Tenants were supposed to be safe from rent increases, but they’re facing one now

Negotiations between Los Angeles City Councilmember Gil Cedillo and the owner of a Chinatown apartment complex to keep tenants in their homes—without rent increases—are breaking down.

About 20 residents of the Hillside Villa apartment building, advocates from Chinatown Community for Equitable Development, and representative of the Los Angeles Tenants Union met Friday on the steps of City Hall to announce that tenants had received notices in July from the building’s owner that a 5.5 percent rent increase would take effect September 1.

Such an increase “would be clearly in breach of our agreement,” Cedillo said in a statement.

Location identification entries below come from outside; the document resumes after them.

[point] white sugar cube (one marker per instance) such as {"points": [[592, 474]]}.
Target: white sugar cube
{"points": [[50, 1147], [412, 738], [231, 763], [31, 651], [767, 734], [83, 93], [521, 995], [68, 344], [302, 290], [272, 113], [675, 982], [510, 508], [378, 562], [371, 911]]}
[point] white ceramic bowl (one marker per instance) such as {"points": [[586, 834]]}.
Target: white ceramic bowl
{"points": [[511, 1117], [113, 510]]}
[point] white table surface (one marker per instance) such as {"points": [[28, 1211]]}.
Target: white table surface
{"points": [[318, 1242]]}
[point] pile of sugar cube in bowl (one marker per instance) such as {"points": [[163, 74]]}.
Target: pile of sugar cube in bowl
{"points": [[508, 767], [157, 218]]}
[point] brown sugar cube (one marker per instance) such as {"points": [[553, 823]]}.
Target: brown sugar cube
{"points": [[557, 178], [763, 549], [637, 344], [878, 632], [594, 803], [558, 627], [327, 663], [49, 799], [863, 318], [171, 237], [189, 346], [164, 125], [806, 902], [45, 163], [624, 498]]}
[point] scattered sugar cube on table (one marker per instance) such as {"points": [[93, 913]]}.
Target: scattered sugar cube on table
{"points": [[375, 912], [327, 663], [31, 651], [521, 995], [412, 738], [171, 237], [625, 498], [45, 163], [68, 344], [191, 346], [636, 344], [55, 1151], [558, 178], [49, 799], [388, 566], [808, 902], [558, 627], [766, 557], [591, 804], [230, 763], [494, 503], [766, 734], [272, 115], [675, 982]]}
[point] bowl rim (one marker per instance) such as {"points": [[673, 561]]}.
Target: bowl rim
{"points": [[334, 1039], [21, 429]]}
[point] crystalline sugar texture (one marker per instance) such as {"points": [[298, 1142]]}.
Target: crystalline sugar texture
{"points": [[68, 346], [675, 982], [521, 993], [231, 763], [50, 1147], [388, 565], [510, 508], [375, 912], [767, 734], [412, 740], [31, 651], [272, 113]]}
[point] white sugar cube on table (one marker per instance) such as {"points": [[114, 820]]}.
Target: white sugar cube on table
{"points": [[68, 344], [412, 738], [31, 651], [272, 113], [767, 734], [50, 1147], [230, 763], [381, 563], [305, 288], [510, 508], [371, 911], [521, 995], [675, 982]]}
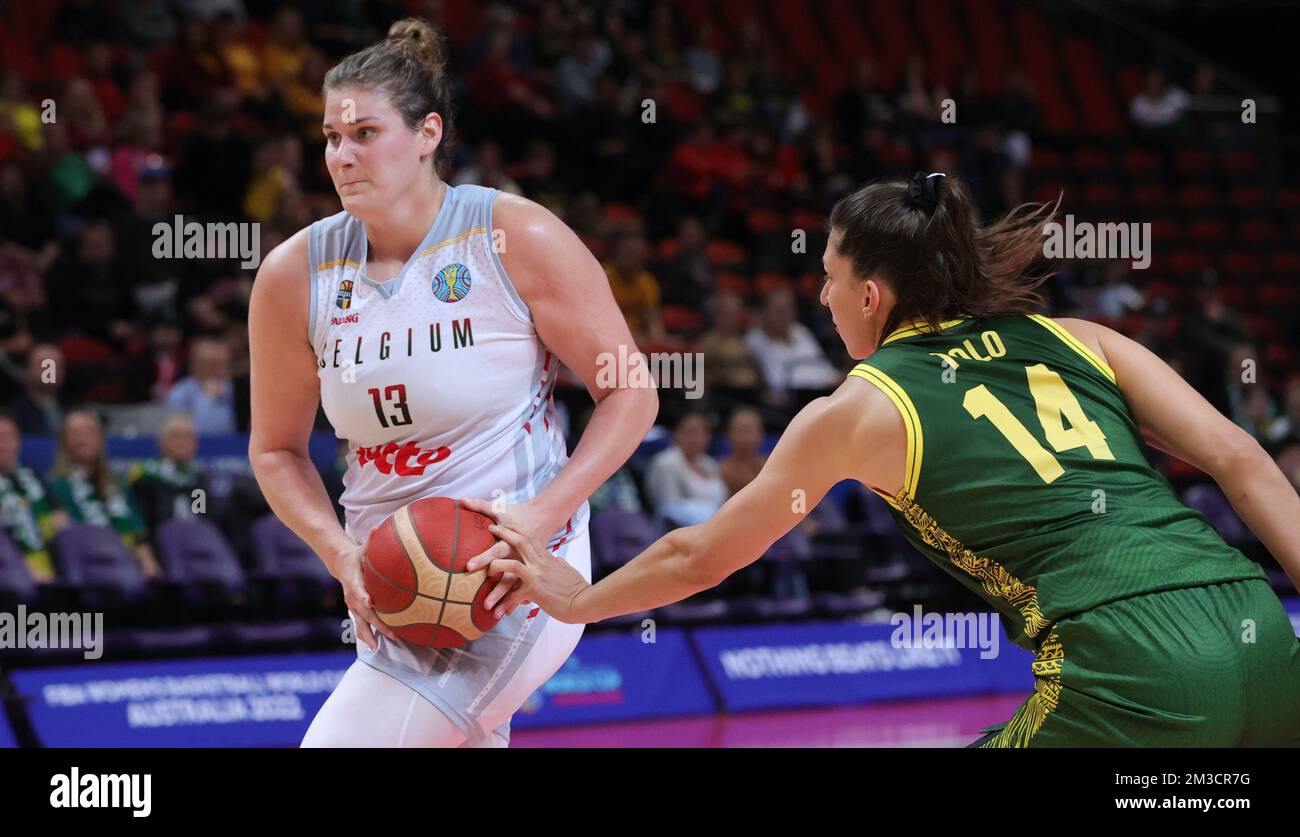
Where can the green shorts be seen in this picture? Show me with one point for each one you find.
(1200, 667)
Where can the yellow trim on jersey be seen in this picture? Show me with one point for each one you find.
(1030, 715)
(337, 263)
(451, 241)
(1073, 342)
(910, 421)
(919, 328)
(992, 576)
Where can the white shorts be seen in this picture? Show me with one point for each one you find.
(468, 693)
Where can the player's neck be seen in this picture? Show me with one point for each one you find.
(404, 225)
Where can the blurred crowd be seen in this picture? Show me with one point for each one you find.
(698, 173)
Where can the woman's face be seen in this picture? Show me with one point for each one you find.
(372, 156)
(846, 296)
(9, 445)
(178, 442)
(693, 436)
(83, 438)
(745, 433)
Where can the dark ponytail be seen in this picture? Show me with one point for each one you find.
(411, 68)
(923, 238)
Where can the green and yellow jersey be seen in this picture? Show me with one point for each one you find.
(1026, 475)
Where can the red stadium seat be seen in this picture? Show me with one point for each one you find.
(726, 254)
(1207, 230)
(1196, 196)
(1138, 161)
(735, 282)
(1240, 264)
(1246, 196)
(1149, 195)
(1192, 161)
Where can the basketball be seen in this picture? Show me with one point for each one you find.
(415, 573)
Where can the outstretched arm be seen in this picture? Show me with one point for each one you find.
(820, 447)
(1178, 420)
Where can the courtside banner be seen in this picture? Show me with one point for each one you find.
(232, 702)
(832, 663)
(615, 677)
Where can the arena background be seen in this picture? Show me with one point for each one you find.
(690, 146)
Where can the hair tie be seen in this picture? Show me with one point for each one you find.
(923, 190)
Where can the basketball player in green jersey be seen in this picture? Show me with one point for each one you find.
(1009, 446)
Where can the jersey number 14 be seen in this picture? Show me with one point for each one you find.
(1054, 402)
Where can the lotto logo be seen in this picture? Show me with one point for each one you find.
(406, 460)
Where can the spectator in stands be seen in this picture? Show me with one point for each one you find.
(488, 170)
(1259, 415)
(38, 410)
(1288, 425)
(861, 104)
(731, 369)
(618, 493)
(577, 73)
(207, 393)
(17, 113)
(1288, 460)
(635, 289)
(1160, 107)
(25, 216)
(788, 355)
(684, 482)
(85, 486)
(89, 290)
(744, 460)
(172, 485)
(26, 514)
(537, 178)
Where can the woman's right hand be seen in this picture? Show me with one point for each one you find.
(347, 568)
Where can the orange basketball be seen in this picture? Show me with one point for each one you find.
(415, 572)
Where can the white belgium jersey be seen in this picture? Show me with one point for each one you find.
(436, 377)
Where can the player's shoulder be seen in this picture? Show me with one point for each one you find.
(284, 276)
(520, 215)
(1084, 332)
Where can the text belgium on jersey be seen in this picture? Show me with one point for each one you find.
(356, 352)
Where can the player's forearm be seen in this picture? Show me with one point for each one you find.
(298, 497)
(1266, 502)
(668, 571)
(619, 423)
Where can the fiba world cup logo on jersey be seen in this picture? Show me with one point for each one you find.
(451, 283)
(345, 295)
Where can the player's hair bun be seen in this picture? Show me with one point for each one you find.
(421, 42)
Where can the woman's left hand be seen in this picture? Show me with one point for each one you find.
(528, 572)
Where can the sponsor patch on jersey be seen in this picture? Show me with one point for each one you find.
(406, 460)
(451, 283)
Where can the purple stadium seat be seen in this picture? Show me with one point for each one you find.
(616, 538)
(281, 554)
(95, 558)
(195, 553)
(620, 536)
(1210, 502)
(16, 581)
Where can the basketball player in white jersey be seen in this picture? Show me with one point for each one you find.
(429, 321)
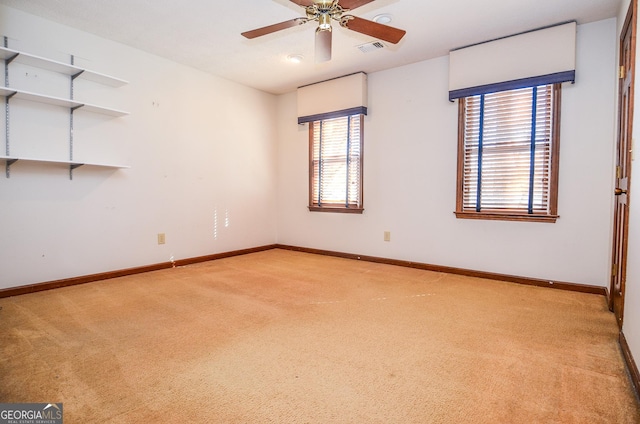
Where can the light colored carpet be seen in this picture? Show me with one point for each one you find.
(289, 337)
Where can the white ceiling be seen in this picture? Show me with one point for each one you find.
(205, 34)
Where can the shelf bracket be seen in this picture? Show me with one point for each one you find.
(9, 163)
(76, 75)
(72, 167)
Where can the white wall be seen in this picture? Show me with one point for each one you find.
(202, 152)
(631, 325)
(410, 148)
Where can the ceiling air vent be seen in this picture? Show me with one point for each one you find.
(369, 47)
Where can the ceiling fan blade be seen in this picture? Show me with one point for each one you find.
(303, 3)
(374, 29)
(323, 45)
(352, 4)
(275, 27)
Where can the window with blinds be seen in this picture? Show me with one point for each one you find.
(507, 154)
(335, 168)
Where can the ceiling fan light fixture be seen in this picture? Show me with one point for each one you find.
(383, 18)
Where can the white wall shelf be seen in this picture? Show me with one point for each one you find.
(13, 56)
(72, 163)
(58, 101)
(55, 66)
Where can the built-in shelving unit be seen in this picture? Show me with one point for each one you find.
(59, 67)
(13, 56)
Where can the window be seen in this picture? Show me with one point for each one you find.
(335, 164)
(508, 144)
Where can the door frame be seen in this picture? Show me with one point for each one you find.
(618, 271)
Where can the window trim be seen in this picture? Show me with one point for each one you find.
(334, 207)
(507, 215)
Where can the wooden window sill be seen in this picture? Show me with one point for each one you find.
(505, 216)
(335, 209)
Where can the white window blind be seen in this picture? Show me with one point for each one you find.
(507, 161)
(336, 162)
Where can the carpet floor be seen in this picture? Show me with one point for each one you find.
(289, 337)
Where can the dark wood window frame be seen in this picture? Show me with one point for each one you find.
(507, 214)
(350, 206)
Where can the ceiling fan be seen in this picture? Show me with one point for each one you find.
(323, 11)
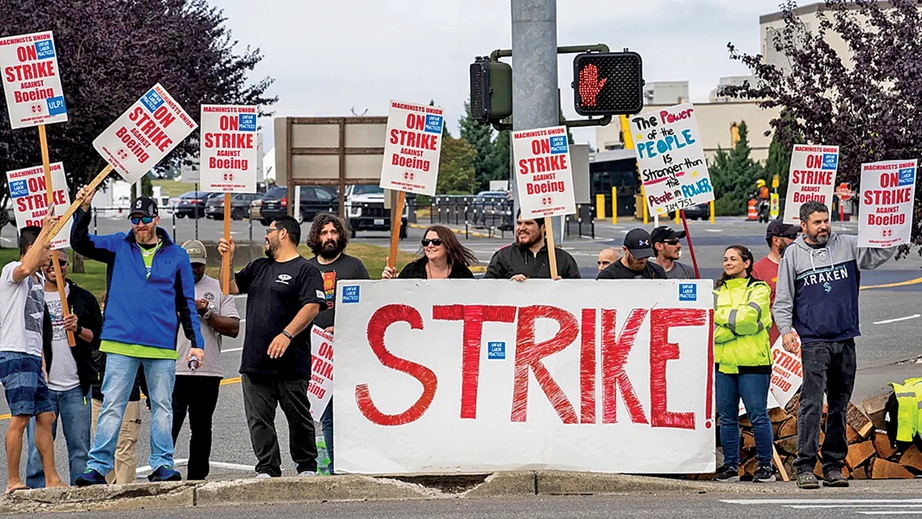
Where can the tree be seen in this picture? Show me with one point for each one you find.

He said the deal—the entirety of which has not been made public—would forgive the loan that was used to build the apartments in exchange no displacement, no evictions, and no rent increases for 10 years. (It’s unclear how much of the $5.4 million loan is still outstanding).

But building owner Thomas Botz says the agreement is still very much a work in progress and that it was “very misleading to the tenants” to announce a deal. Botz says that Cedillo made a “very generous offer” to keep the building affordable, but “there is probably no deal.”

On July 3, Cedillo issued a press release saying he had reached a tentative agreement with Botz.

Cedillo’s move to make a deal was precipitated by the expiration of the affordability covenants on Hillside Villa, which opened in 1988 as affordable housing. The covenants had kept rents on the building’s 124 units low for decades, but last year, it expired, allowing Botz to charge market-rates for the units.

Botz says that due to a technical error he made in giving notice to the tenants about the expiration of the covenants, he had to give them one more year before he can raise the rents to market rate. That notice was delivered to tenants “a few days ago,” Botz says.

“Some tenants have benefited for 32 years,” Botz says, and now they have another year to find new accommodations. Botz says that the rent increase is within the amount he is allowed to raise rents on these units. On September 1, 2020, he plans to begin to charge market rates on the units.

A photo of three women, each holding signs with slogans speaking out against the rent hikes and potential displacement they are facing.
Bianca Barragan
Antonia Salazar (left), Monica Ruiz (middle), and Adela Cortez (right) are all tenants of the Hillside Villa.

Many affordable complexes countywide are in a similar position. Between 1997 and 2018, the expiration of affordability covenants led to the conversion of more than 5,000 affordable apartments into market-rate units across Los Angeles County, according to a report from the California Housing Partnership.

The Hillside Villa apartments were slated to add to that statistic.

Earlier this year, Botz sent notices to tenants of rent increases that amounted to, in some cases, roughly three times their current rates. The original increases were slated to take effect in June, but Cedillo got involved and, in July, announced a deal had been reached with Botz that would keep Hillside Villa residents in their homes at current rents.

It’s “absolutely unacceptable” that the deal that was hammered out is now being “reneged” on, Cedillo told the full City Council on Friday.

“People are expected to bargain in good faith and if they act in bad faith, we expect the city [and] the city attorney… to do all that we can on behalf of these tenants specifically and all tenants in the city of LA,” Cedillo said.

Conrado Terrazas, communications director for Cedillo, said specific next steps have not been laid out yet, but if Botz does raise the rents, “legal action is a possibility.”

This has been a long saga for the tenants of the Hillside Villa.

“I’m tired—we are all tired,” said Rosa Hernandez, an eight-year tenant of the building. “I feel like it’s enough. Give us our home back,” she said.